Pilihannya jatuh kepda Datuak Panji Alam Khalifatullah. Menurut Taufiq, maknanya sangat dalam. Gelar Datuak Panji Alam Khalifatullah mengandung makna dan amanah yang demikian mendalam. 

Khalifatullah, sebutnya, adalah menjadi wali Allah di muka bumi guna menegakkan panji-panji kebenaran sesuai dengan tuntunan Alquran dan Sunnah. “Khalifatullah bukan saja sebagai penghormatan, tetapi juga mengingatkan saya dan kita semua akan tugas yang diemban selaku hamba Allah,” ucapnya.

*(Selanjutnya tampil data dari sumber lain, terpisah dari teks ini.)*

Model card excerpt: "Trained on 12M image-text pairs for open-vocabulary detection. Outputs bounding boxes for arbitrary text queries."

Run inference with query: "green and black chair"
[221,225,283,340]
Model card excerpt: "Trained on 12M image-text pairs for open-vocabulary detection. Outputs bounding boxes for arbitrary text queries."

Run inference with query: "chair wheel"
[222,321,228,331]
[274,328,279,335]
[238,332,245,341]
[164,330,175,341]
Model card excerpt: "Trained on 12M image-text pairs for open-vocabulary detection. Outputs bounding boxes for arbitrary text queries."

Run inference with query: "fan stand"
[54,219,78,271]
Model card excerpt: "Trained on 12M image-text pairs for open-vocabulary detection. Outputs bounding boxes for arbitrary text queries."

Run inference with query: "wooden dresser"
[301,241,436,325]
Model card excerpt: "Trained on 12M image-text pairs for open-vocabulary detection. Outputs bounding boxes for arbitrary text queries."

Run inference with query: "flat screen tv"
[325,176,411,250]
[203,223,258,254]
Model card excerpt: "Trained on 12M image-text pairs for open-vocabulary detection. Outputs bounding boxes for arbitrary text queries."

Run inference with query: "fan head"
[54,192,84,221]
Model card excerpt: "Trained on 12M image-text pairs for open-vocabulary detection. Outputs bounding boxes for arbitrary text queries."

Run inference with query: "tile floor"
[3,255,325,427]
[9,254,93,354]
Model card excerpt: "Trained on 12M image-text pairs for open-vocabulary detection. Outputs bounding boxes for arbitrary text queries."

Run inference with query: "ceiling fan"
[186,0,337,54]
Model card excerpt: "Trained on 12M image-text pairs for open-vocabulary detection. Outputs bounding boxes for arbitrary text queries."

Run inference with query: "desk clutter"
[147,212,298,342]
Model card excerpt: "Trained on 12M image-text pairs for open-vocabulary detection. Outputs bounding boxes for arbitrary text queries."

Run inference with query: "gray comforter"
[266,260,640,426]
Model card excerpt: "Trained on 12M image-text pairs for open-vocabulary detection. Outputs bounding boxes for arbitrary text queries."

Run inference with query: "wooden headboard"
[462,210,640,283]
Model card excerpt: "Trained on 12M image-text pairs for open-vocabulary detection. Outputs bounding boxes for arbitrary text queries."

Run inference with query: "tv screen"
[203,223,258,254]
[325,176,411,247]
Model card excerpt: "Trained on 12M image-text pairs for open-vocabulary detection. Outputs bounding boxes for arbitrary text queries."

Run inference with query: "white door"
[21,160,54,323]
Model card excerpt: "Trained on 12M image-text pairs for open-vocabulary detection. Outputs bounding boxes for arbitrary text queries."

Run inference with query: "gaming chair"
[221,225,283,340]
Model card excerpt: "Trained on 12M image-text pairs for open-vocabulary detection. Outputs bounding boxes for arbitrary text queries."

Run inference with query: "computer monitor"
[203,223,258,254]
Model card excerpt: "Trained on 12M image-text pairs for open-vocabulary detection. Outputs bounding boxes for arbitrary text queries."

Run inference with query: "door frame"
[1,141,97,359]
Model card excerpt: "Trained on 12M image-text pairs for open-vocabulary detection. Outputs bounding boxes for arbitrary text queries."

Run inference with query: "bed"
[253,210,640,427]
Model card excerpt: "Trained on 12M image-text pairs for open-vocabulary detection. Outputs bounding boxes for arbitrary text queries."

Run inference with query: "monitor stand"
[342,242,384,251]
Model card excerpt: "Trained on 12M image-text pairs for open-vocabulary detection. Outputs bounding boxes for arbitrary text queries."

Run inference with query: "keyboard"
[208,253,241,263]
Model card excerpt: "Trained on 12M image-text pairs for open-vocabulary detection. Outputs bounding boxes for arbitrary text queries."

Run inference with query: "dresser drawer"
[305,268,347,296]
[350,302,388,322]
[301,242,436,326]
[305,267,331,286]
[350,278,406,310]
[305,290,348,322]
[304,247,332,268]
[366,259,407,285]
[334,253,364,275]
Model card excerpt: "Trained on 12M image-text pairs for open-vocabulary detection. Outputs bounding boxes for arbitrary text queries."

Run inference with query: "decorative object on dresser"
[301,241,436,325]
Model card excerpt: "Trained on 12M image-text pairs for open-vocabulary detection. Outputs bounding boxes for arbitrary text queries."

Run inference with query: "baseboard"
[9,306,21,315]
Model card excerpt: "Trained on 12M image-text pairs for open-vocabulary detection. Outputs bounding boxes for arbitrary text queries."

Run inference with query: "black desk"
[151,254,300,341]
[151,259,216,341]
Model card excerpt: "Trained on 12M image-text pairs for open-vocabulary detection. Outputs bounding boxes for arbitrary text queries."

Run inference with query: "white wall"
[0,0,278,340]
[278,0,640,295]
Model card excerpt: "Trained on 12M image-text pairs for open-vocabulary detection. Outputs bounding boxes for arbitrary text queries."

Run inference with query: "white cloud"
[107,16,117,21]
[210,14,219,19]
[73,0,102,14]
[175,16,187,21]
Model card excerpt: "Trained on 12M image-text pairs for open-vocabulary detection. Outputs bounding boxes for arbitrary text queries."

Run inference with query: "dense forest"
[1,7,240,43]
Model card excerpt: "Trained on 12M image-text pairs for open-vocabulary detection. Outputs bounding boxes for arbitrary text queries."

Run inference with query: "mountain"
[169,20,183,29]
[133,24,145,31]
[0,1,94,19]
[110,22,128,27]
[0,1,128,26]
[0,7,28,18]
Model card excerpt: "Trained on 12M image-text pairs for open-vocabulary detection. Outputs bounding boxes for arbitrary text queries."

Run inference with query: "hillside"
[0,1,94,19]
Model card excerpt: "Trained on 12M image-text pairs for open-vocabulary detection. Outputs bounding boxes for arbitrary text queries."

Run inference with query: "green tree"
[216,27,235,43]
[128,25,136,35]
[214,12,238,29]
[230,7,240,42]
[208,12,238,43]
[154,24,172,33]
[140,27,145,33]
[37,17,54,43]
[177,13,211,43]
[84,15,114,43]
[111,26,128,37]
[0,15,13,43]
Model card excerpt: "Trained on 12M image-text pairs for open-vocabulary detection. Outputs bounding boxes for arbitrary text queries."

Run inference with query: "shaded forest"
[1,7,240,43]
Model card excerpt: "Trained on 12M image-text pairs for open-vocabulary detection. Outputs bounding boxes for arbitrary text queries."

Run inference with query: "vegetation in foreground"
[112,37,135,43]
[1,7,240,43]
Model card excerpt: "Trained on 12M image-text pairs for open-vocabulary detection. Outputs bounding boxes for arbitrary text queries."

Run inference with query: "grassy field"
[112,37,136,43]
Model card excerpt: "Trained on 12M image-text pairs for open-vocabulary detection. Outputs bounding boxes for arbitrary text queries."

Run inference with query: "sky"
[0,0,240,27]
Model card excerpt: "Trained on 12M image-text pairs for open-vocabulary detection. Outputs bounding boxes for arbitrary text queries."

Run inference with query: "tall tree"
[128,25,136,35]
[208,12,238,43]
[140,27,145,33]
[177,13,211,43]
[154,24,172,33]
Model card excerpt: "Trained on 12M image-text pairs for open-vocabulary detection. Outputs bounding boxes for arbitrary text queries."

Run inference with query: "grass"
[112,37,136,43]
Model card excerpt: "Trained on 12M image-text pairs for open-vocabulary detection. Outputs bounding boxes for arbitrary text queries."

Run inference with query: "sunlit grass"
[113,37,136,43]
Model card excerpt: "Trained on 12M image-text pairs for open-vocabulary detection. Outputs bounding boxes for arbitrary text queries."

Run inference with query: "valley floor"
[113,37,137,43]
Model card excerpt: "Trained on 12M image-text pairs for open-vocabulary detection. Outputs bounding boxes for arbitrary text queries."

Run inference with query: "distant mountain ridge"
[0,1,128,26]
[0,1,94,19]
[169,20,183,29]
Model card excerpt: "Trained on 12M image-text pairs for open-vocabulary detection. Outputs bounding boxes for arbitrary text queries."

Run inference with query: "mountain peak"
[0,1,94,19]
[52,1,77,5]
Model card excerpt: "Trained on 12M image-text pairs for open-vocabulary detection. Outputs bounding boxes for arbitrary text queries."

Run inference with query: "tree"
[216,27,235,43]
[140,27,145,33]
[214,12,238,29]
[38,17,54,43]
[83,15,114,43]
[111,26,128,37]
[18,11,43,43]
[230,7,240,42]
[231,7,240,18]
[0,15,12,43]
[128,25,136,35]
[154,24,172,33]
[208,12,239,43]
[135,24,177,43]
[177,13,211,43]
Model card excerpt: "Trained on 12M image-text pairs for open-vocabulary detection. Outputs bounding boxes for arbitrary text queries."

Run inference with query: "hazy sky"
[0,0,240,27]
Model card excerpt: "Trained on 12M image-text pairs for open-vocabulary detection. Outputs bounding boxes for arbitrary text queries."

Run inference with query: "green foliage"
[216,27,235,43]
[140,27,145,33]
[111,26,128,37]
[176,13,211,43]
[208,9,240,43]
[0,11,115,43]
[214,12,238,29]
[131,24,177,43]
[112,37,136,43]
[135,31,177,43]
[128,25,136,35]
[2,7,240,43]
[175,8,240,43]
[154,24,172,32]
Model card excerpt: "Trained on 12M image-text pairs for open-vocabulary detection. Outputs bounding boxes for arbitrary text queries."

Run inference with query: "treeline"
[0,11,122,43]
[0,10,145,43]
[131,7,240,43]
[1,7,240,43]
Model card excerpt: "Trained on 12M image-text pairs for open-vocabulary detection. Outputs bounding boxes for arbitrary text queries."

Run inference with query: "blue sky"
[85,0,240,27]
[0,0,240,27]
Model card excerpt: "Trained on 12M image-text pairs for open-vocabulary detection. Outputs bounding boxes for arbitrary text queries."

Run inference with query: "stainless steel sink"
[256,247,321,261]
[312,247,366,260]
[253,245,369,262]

Sementara panji alam, tegasnya, melambangkan bendera, mewakili perasaan yang paling dalam, dan mengandung pemikiran-pemikiran positif-konstruktif untuk alam semesta. Kalau begitu, maka Jo Puisi, Denai….kibarkan panji-panji kebenaran di muka bumi ini. Jo Puisi, Denai….tegakkan kebenaran agama Islam, tanpa seorang pun yang dapat menghalangi.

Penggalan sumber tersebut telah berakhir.